The author of the Transformer paper started his own business again, and the second generation of Tesla humanoid robot Optimus was unveiled
1. Li Feifei and Google’s game-breaking work! Use Transformer to generate realistic videos to achieve photorealism
Li Feifei and the Stanford team teamed up with Google to develop a model called W.A.L.T. They successfully integrated the Transformer architecture into the video diffusion model to create photorealistic videos. It achieves an extremely high level of coherence and detail in video generation.
The core of the W.A.L.T model is to use a causal encoder to jointly compress images and videos in a shared latent space, and to adopt a windowed attention-based Transformer architecture to improve memory and training efficiency. This structure enables the model to generate realistic and consistent video based on natural language cues.
In experiments, researchers used a variety of tasks to evaluate the performance of W.A.L.T, including category-conditioned image and video generation, frame prediction, text-based video generation, etc. The results show that W.A.L.T performs well in multiple benchmarks, especially on the UCF-101 benchmark, where its zero-sample FVD score reaches the current best.
2. Google DeepMind’s most advanced visual large model Imagen 2 is released, supporting patching and image expansion.
Google DeepMind has released its latest large-scale visual model, Imagen 2. Its core feature is its ability to generate high-quality, realistic images that are highly consistent with user prompts based on specific user prompts.
To achieve this goal, Google DeepMind has optimized the training data set of Imagen 2, adding more detailed image descriptions to more accurately respond to user prompts. This enhanced image-description pair helps Imagen 2 better understand the relationship between images and text, improving understanding of context and nuance.
Imagen 2 also makes significant progress in solving common problems with text-to-image tools, such as rendering realistic hands and faces, and keeping images free of artifacts that interfere with vision.
In addition to generating high-quality images, Imagen 2 also supports image editing functions such as inpainting and outpainting, providing users with more creative space. At the same time, in order to reduce the potential risks and challenges of text-to-image generation technology, the Google team has set up strict safeguards at all stages of design, development, and product deployment to avoid generating potentially problematic content.

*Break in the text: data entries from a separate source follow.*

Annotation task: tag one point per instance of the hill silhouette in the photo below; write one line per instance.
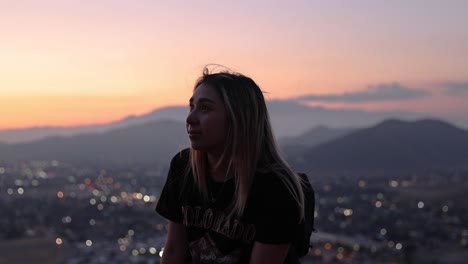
(149, 142)
(392, 145)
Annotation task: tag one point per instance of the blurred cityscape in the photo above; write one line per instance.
(56, 212)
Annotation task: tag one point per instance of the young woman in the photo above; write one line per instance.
(230, 198)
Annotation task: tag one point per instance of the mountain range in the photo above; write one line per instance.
(288, 117)
(391, 145)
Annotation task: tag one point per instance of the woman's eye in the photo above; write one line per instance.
(203, 108)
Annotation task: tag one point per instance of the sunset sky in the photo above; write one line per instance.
(65, 63)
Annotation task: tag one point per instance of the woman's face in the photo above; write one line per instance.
(206, 121)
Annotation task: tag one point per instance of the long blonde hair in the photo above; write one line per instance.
(250, 144)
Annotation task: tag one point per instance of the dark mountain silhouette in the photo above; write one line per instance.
(295, 146)
(288, 118)
(316, 136)
(24, 135)
(149, 142)
(392, 145)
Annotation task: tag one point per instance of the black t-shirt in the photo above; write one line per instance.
(214, 236)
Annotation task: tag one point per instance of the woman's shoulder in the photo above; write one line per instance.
(179, 165)
(271, 182)
(181, 157)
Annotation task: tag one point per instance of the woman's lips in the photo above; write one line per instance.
(194, 134)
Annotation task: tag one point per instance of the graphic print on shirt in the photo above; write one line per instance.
(205, 249)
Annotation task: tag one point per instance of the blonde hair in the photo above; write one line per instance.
(250, 144)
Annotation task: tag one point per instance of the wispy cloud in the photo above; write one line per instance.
(373, 93)
(455, 88)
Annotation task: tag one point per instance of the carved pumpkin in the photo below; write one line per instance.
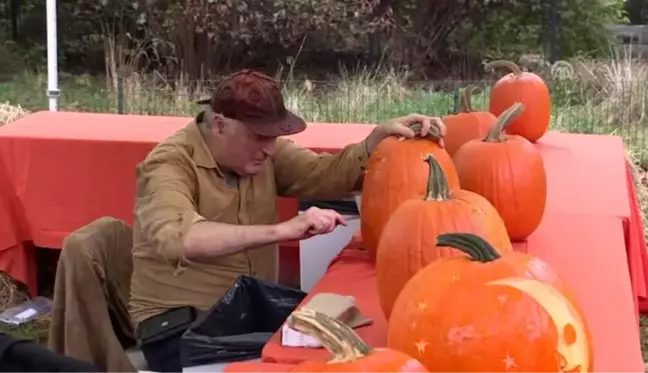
(394, 174)
(509, 172)
(350, 353)
(468, 125)
(510, 313)
(408, 242)
(528, 89)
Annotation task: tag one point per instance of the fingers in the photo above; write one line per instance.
(323, 221)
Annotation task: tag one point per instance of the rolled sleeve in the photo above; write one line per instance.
(302, 173)
(165, 209)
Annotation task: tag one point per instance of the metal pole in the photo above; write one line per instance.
(52, 56)
(554, 31)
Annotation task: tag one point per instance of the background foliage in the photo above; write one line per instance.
(196, 38)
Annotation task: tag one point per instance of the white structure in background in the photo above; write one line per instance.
(52, 56)
(316, 253)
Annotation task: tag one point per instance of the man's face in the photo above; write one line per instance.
(244, 152)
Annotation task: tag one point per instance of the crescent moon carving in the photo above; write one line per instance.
(573, 339)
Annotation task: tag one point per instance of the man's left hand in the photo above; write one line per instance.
(402, 127)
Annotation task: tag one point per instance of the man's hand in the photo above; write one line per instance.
(312, 222)
(403, 127)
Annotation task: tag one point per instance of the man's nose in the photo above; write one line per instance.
(270, 148)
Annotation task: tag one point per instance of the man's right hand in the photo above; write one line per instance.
(311, 222)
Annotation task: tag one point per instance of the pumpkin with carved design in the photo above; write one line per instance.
(350, 354)
(401, 255)
(509, 312)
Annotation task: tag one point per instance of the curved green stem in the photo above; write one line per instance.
(437, 189)
(512, 66)
(465, 101)
(338, 338)
(476, 247)
(496, 133)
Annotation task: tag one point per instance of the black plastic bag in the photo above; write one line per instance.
(240, 324)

3. With mobility close to that of humans, the second generation of Tesla humanoid robot Optimus is launched
After more than a year, Tesla’s second-generation humanoid robot Optimus was recently unveiled. Compared with its predecessor, its highlight lies in its high degree of flexibility and practicality. It can perform complex movements such as squatting and dancing, indicating that its mobility is very close to that of humans.

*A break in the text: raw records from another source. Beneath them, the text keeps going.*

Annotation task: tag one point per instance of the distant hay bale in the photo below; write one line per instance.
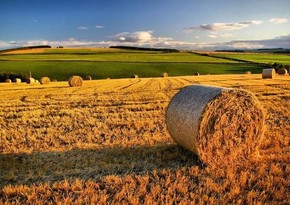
(88, 77)
(44, 80)
(222, 126)
(268, 73)
(17, 80)
(30, 80)
(134, 76)
(164, 75)
(282, 71)
(75, 81)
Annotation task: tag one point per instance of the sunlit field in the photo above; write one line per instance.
(102, 63)
(107, 143)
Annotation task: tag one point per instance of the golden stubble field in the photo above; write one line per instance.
(107, 143)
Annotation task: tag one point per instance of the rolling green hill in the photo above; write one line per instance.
(102, 63)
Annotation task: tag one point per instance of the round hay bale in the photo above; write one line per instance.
(17, 80)
(221, 126)
(164, 75)
(75, 81)
(268, 73)
(44, 80)
(8, 81)
(88, 77)
(134, 76)
(282, 71)
(30, 80)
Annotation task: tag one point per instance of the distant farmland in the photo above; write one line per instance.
(118, 63)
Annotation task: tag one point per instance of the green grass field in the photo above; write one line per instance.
(60, 64)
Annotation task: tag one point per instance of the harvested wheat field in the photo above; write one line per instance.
(107, 143)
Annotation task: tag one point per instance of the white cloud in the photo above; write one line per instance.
(139, 36)
(99, 27)
(82, 28)
(147, 39)
(223, 26)
(278, 20)
(212, 36)
(215, 35)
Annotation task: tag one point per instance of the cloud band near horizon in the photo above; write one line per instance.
(147, 39)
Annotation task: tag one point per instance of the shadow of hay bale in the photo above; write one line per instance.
(87, 164)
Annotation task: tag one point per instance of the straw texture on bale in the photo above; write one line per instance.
(134, 76)
(268, 73)
(30, 80)
(282, 71)
(17, 80)
(44, 80)
(222, 126)
(75, 81)
(164, 75)
(88, 77)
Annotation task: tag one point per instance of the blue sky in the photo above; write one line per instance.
(187, 24)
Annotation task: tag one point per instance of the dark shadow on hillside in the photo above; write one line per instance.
(27, 169)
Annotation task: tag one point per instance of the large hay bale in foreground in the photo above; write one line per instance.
(282, 71)
(17, 80)
(164, 75)
(30, 80)
(222, 126)
(75, 81)
(88, 77)
(44, 80)
(268, 73)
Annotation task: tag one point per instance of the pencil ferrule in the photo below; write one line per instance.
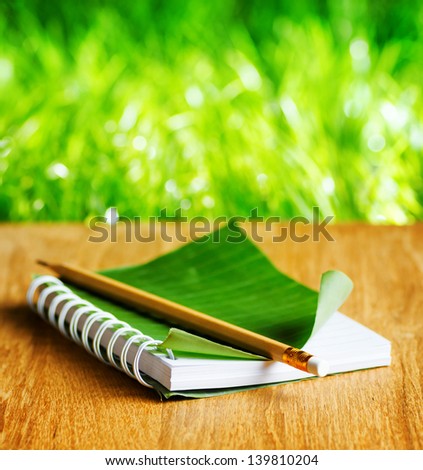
(296, 358)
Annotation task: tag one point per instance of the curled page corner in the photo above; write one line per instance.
(335, 287)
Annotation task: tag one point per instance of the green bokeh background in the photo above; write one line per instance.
(213, 107)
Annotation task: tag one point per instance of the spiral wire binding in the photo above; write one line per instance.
(107, 320)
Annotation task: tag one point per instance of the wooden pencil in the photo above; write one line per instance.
(189, 318)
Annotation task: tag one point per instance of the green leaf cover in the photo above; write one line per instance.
(226, 276)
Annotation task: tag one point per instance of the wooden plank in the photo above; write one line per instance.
(53, 395)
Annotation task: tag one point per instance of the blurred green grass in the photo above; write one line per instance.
(215, 107)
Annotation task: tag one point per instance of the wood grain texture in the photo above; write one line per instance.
(53, 395)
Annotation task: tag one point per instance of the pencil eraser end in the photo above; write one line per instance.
(317, 366)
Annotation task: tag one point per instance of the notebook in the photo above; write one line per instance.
(224, 275)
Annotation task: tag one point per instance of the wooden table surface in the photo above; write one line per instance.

Optimus made its debut in October 2022. At that time, it had 27 degrees of freedom of hand movement, but it was not yet able to perform complex movements such as dancing. By May 2023, Optimus will have the ability to walk smoothly and grab objects. In September, it evolved further to be able to classify objects autonomously.

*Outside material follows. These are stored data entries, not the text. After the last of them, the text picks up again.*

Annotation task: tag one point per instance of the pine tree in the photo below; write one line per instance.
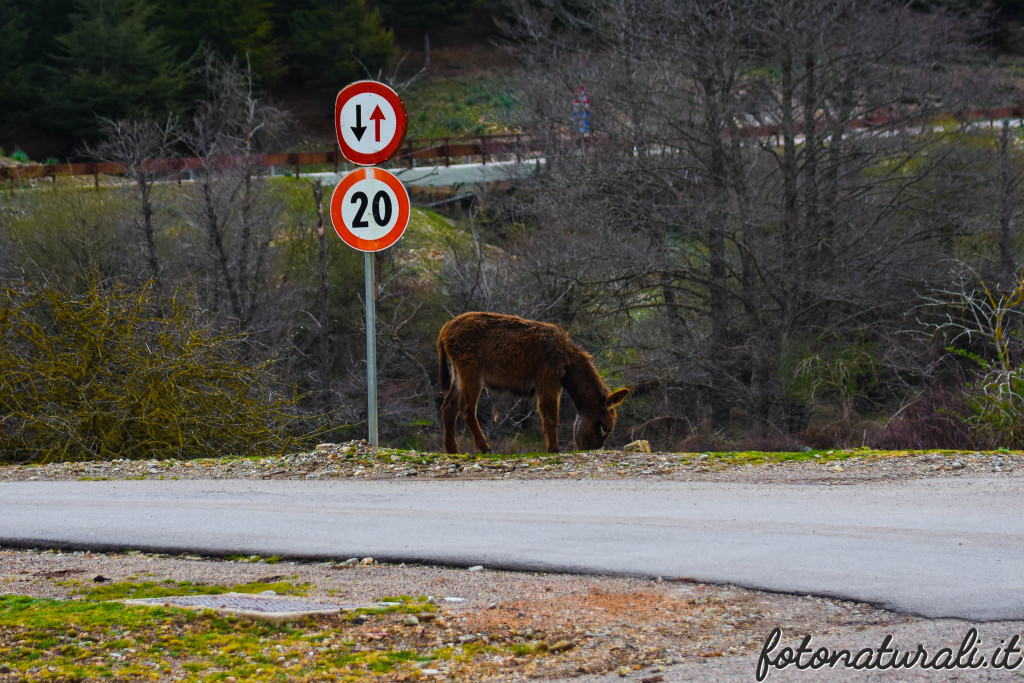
(113, 63)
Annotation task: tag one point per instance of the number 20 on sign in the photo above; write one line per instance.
(370, 209)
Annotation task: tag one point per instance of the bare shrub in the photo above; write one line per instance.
(96, 376)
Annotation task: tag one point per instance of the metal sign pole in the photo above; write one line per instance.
(371, 348)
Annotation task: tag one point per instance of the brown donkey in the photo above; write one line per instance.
(520, 356)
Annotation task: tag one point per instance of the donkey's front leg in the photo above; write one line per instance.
(547, 406)
(450, 413)
(471, 388)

The latest Optimus II has made significant improvements on the original basis. It is about 1.72 meters tall, can move at a speed of about 8 kilometers per hour, has a walking speed increased by 30%, and is 10 kilograms lighter. Its feet are designed to mimic humans, with articulated toes and foot force/torque sensing for a more human-like walking style. In addition, the hand design of Optimus II is also very advanced, with 11 degrees of freedom, allowing it to flexibly operate and handle delicate objects such as eggs.
As technology continues to advance, the second generation of Optimus and its subsequent products may play an important role in multiple fields, including home services, industrial manufacturing and even the entertainment industry.